Grainger, the UK’s largest listed provider of private rental housing, has announced it is seeking to raise around £185m from a placing.
The group is placing up to 61.2m shares, which represents 9.99% of its shares, and including additional debt of around £120m based on company’s LTV target range, it will generate aggregate funding capacity of £305m.
The company will use the funds to accelerate its growth strategy in the private rented sector (PRS) by committing to a further £246m of new acquisitions in Nottingham, Birmingham, Cardiff and London. In addition, the group will use the funds to pursue a further £59m of projects currently in the planning and legal pipeline.
The group’s net rental income is expected to increase by £16m when the schemes have been completed and leased, which the company predicts will deliver an extra 0.69 pence to dividend per share. In the current year, the company expects continued divided per share growth despite the increased shares in issue.
Grainger is looking to take advantage of long-term structural drivers underpinning growing demand for rental housing in the UK. The housing market is experiencing a positive uplift in sentiment in housing transactions as well as increased demand for rental homes, especially in cities.

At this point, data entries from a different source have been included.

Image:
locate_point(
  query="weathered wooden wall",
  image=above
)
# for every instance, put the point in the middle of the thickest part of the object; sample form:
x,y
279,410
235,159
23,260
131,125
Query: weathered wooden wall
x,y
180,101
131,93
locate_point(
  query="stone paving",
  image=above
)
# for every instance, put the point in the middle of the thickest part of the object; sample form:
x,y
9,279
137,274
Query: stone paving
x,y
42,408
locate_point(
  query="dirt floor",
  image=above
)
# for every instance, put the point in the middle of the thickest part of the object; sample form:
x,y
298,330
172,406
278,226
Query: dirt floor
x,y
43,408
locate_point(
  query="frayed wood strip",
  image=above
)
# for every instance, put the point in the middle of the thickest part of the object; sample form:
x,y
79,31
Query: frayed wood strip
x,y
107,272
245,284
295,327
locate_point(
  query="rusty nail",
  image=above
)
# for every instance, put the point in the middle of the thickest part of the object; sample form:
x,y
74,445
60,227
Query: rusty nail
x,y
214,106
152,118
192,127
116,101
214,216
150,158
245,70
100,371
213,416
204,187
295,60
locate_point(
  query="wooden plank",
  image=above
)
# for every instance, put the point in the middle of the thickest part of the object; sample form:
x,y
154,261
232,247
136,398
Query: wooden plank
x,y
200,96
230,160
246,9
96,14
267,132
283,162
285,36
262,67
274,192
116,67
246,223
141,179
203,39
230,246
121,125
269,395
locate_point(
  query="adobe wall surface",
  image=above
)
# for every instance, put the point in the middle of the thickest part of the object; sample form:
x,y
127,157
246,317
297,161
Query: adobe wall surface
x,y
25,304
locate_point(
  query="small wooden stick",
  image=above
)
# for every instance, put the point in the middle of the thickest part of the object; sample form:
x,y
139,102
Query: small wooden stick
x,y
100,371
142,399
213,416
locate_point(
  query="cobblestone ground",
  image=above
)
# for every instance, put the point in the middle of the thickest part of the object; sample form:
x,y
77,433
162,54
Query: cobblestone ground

In a recent trading update, the Grainger announced strong like-for-like rental growth of 3% in its PRS portfolio and high occupancy of 97.5% in the first four months of its financial year.
Helen Gordon, chief executive of Grainger, said: “We have real momentum in the business and now is the right time to invest for the future and increase our investment in our secured pipeline.
“Today’s placing will enable us to bring forward £246m of investment for four new schemes, three of which are in strong regional cities, delivering 1,160 new homes, as well as expand our planning and legal pipeline, accelerating the delivery of net rental income and earnings growth.”